Physics Informed Neural Networks

The key intuition is calculating the loss function without actually knowing the exact solution ("labels" in supervised learning parlance). Note that this is not unique to PINN: there are existing numerical methods that do exactly this.

I used to solve PDEs for a living; and my academic background is in numerical solutions to PDEs before going into ML. In my industry and academic experience, PINN is a novel curiosity with perhaps niche applications that I am not as familiar with. Yes, I am aware of works of Bruton, Duvenaud et al (and was even in the same lab group with some of them). I am happy to be corrected and learn if PINN has found a strong application.

A better introduction to this approach and its critique here: https://arxiv.org/pdf/2206.02016

Good read! I am developing PINNs at work and this certainly helped me recall important concepts. This post used deepxde library [2] to compose the PINN. Can anyone comment on how NVIDIA's modulus [2] compares to this? Modulus appears to be much more verbose and poorly documented.

[1]: https://github.com/lululxvi/deepxde [2]: https://github.com/nvidia/modulus

From "Physics-Based Deep Learning Book" (2021) https://news.ycombinator.com/item?id=28510010 :

> Physics-informed neural networks: https://en.wikipedia.org/wiki/Physics-informed_neural_networ...

I've never clearly understood the relationship/difference between PINNs and SciML (Scientific Machine Learning).
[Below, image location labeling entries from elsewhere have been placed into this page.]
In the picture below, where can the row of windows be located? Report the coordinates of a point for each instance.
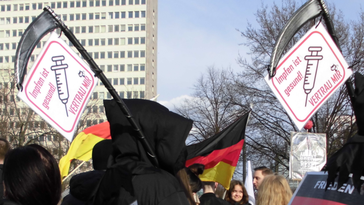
(95, 55)
(101, 95)
(76, 17)
(121, 67)
(129, 81)
(83, 29)
(71, 4)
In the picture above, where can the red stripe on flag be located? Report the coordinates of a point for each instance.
(229, 155)
(101, 130)
(298, 200)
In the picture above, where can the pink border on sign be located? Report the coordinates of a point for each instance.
(327, 94)
(36, 67)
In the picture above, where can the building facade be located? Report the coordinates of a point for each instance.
(120, 35)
The "how do they work" section here sounds pretty similar to how I've heard SciML described in the past.

From some searcing around, it sounds like maybe SciML is a broader concept with PINNs being a particular implementation of it? Maybe SciML started with PINN related ideas, but has broadened beyond that over time? Would appreciate an explanation from someone who's actively in this field.

Around a month ago there was a PINN post[1] on here and there was a healthy amount of skepticism in the comments. Even in the toxic positivity of LinkedIn, commentors say they're overhyped when a ML "Influencer" posts that one GIF with a MLP and PINN fitting to an oscillator. I would be interested to see what they're actively being used for.

[1] https://news.ycombinator.com/item?id=42769623

I fully agree with the comments in that post. I started studying them because, well, they sound really cool, but my first impression was definitely that this sounded like a lot of effort (computationally) to solve a single equation. But then I only tested on simple equations where traditional solvers have no difficulties.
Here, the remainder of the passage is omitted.